Speed talks about the use of robots in three areas today. First, robots have been used to “tear ‘em down” in the demolition of existing structures, in military threats, and in areas of the world where natural disasters have created dangerous conditions for humans, for over a decade much to our advantage. She points out that, “Omer Haciomeroglu, a student at Sweden’s Umea Institute of Design recently designed a concept model for a highly energy efficient, robotic demolition system, called the ERO Concrete Recycling Robot. The ERO system would automate building demolition, as well as building material reclamation and waste disposal.”
I guess we could call that one the “chew it up and spit it out” model for robotic demolition?
What about build’em up robots? Speed writes:
The Semi-Automated Masonry (SAM) system from Construction Robotics is a bricklaying robot designed to work alongside a mason.” As SAM lifts and places the bricks, the mason focuses on site setup, tooling joints and finishing/quality control.
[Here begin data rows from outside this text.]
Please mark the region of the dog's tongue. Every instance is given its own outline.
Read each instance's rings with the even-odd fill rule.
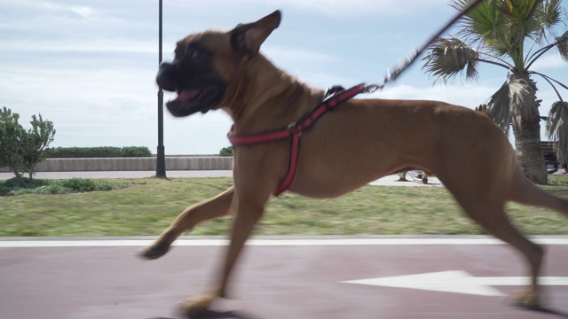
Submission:
[[[192,90],[183,90],[178,95],[178,100],[187,101],[191,99],[194,99],[199,95],[199,89],[192,89]]]

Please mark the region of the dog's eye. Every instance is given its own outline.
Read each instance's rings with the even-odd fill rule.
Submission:
[[[188,52],[187,58],[192,62],[199,62],[207,57],[207,52],[199,48],[193,48],[191,51]]]

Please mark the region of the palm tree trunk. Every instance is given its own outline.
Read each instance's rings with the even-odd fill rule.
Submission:
[[[535,105],[531,110],[530,113],[523,113],[513,120],[515,146],[525,175],[533,183],[546,184],[548,172],[540,149],[539,109]]]

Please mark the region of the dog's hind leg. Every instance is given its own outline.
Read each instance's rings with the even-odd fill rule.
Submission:
[[[140,255],[149,260],[160,258],[168,253],[171,244],[186,230],[193,229],[201,222],[229,214],[233,195],[234,188],[231,187],[212,198],[187,207]]]
[[[450,190],[452,191],[452,190]],[[527,307],[540,307],[538,276],[544,250],[521,234],[510,222],[505,213],[503,191],[452,191],[467,214],[490,234],[517,248],[528,261],[530,285],[528,289],[517,293],[512,301]],[[477,196],[476,196],[477,195]]]

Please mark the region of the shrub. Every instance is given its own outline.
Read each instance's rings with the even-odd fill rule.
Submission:
[[[28,130],[19,123],[20,115],[3,107],[0,110],[0,167],[9,167],[16,175],[36,173],[36,165],[45,160],[46,149],[53,142],[53,122],[43,121],[42,114],[32,115]]]
[[[57,147],[50,149],[47,157],[56,158],[112,158],[112,157],[150,157],[152,152],[146,146],[128,147]]]

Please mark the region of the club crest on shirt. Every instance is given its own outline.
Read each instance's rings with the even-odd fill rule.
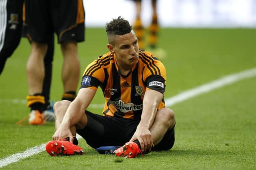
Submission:
[[[143,93],[143,88],[142,86],[135,86],[135,91],[136,92],[136,94],[135,94],[135,96],[141,96],[144,94]]]
[[[107,89],[110,94],[111,95],[114,95],[115,94],[115,92],[116,92],[117,91],[117,89],[114,89],[112,88],[108,88]]]
[[[82,84],[85,86],[90,86],[90,82],[91,82],[92,79],[90,77],[86,76],[83,78],[82,82]]]

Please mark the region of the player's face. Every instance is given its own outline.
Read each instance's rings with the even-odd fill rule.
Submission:
[[[139,58],[138,39],[133,31],[122,35],[116,35],[113,51],[116,54],[119,66],[127,65],[132,67]]]

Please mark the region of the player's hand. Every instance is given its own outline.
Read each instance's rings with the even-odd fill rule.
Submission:
[[[73,143],[74,137],[70,129],[62,127],[59,127],[52,136],[52,139],[54,141],[63,141],[67,138],[69,138],[69,141]]]
[[[130,140],[132,142],[137,139],[140,142],[141,151],[142,152],[147,150],[151,151],[153,147],[152,135],[149,130],[146,127],[138,127],[136,131]]]

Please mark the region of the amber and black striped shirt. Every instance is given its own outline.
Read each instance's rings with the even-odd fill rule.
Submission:
[[[105,116],[140,117],[145,91],[150,89],[164,92],[165,68],[152,54],[140,50],[138,63],[124,76],[118,72],[115,55],[108,53],[89,64],[84,73],[80,88],[96,91],[100,87],[105,99],[103,111]],[[163,98],[158,108],[164,107]]]

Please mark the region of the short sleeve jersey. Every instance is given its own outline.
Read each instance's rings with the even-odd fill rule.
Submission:
[[[105,98],[105,116],[128,119],[140,117],[144,94],[148,89],[164,94],[166,71],[152,54],[139,51],[139,60],[126,76],[120,74],[115,55],[108,53],[89,64],[84,73],[80,88],[95,91],[100,87]],[[165,107],[163,98],[158,109]]]

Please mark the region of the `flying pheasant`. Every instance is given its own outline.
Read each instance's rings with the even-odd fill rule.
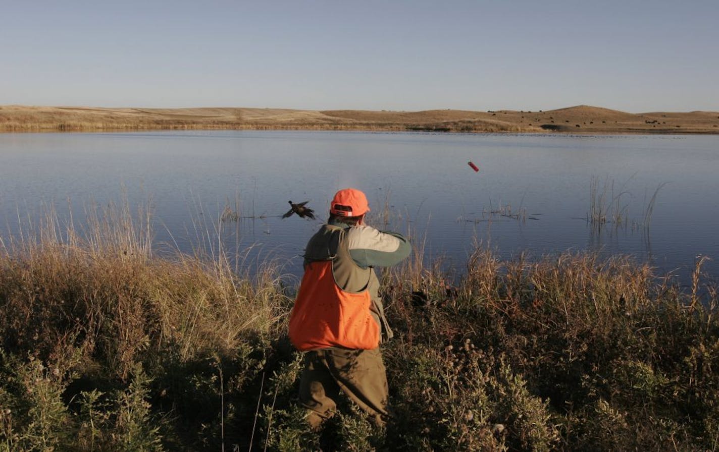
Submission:
[[[305,204],[306,204],[309,201],[305,201],[303,203],[298,203],[297,204],[295,204],[292,201],[288,201],[288,202],[290,203],[290,206],[292,206],[292,208],[288,211],[287,213],[283,215],[282,218],[286,218],[288,216],[291,216],[293,213],[297,213],[297,215],[298,215],[300,218],[303,218],[306,217],[308,218],[311,218],[313,220],[314,219],[314,211],[313,211],[308,207],[305,207]]]

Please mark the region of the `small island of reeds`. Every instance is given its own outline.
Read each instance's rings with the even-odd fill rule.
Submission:
[[[626,257],[421,246],[382,275],[393,417],[297,406],[296,281],[162,256],[128,209],[0,236],[0,451],[716,450],[716,286]],[[330,445],[328,446],[328,445]]]

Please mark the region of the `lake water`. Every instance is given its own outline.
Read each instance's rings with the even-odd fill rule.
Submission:
[[[535,258],[567,250],[629,254],[683,280],[705,255],[712,260],[703,268],[715,278],[718,172],[717,136],[3,134],[0,237],[17,234],[42,203],[61,216],[73,211],[77,221],[86,206],[118,201],[124,192],[132,206],[151,200],[158,243],[209,248],[219,229],[233,252],[252,246],[248,266],[258,257],[278,258],[297,275],[332,195],[352,186],[367,194],[370,223],[385,227],[389,206],[389,227],[423,242],[428,258],[460,269],[481,241],[506,258],[523,251]],[[592,200],[603,193],[623,223],[597,229],[587,221]],[[281,218],[288,200],[308,200],[317,219]],[[237,223],[219,221],[226,205],[239,211]],[[508,206],[521,218],[490,213]]]

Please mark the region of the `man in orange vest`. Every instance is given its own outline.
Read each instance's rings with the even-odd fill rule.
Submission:
[[[300,401],[313,428],[332,415],[339,392],[377,425],[388,416],[388,390],[380,343],[393,336],[374,267],[409,256],[400,234],[365,224],[370,206],[355,188],[332,199],[329,219],[307,244],[305,273],[290,317],[290,339],[304,355]]]

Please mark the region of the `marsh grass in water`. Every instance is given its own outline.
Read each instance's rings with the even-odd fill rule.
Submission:
[[[142,212],[142,213],[140,213]],[[393,417],[297,405],[296,280],[153,252],[145,211],[49,209],[0,249],[0,451],[716,450],[716,287],[628,257],[416,254],[382,274]],[[221,223],[219,219],[219,223]]]

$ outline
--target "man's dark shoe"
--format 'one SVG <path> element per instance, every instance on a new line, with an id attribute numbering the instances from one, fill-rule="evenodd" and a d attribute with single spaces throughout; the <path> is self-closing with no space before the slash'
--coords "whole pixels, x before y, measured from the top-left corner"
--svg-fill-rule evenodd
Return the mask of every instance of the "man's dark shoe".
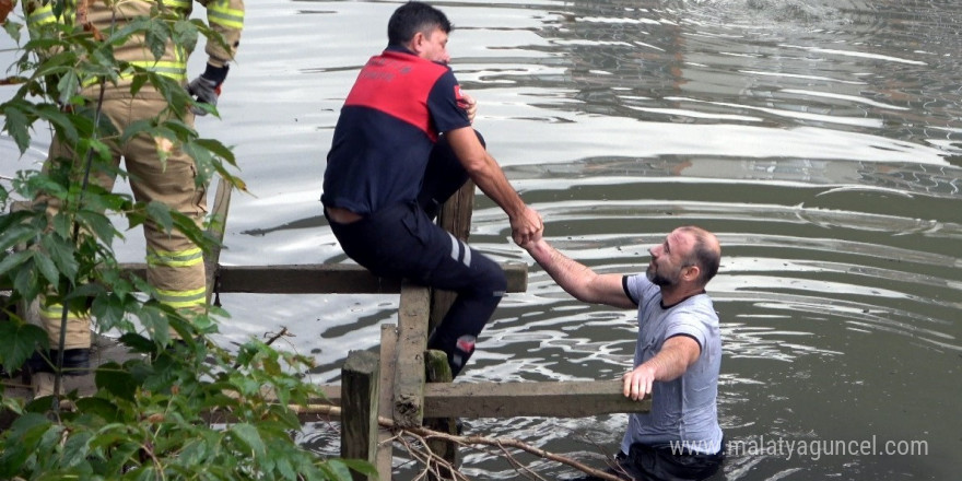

SAM can lay roughly 230 bricks an hour and can handle brick sizes from modular to utility. In late 2014, a masonry contractor tested SAM on a barracks construction project at Fort Lee. The firm expects to produce a limited release of three SAM systems this year.
Similarly, the Future Cities Laboratory (FCL) of the Singapore-ETH Centre, in collaboration with its partner, ROB Technologies AG, is developing a robotic tiling machine. The robotic tiling machine prototype was tested by the Housing Development Board of Singapore at a public housing project construction site. A spokesperson for the Future Cities Laboratory believes the commercial version of the robotic tiling machine will be able to deliver an up to four-fold increase in productivity. A semi-autonomous robotic tiling machine is expected by the end of 2015.
So, that is chew’em up and spit’em out, bricklaying, and tiling robots. What else?
We have heard about the bionic worker assisted suits that will further reduce the wear and tear on human workers. Whether mechanical or robotic, these new devices will ease some of the burden on our workforce, and where we do not have enough workers, we will be using robots to fill in the gaps, both figuratively and literally in the construction industry.
I recently read about a team at MIT that has developed a team of robots who can build block walls. Just last week, I read about a robot that can create smaller robots that can do specific tasks, gather information from each of the prototypes, and then incorporate those characteristics into the next gen of similar robots. I don’t think that most of us in the industry who are “nose down” involved with bidding and building new or “reno” projects have any idea what is headed our way in the form of new designs, new structures, and new technologies to build those new buildings.
Remember that AGC has told us that by 2030 we will need to replace every building standing today and accommodate a doubling of the capacity. The new technologies can help or hinder us in that process. Our smarter colleagues, and even the government, will be on the leading or “bleeding” edge of the change.
What are you doing on your jobsite to accommodate the change? Most of us still can’t tell you the inspectors who are working on our projects on any given day. Slow to adapt, super safe, and cautious are we. Something will have to change our approach or we will lag far behind: either to be run over or out run by the new technologies.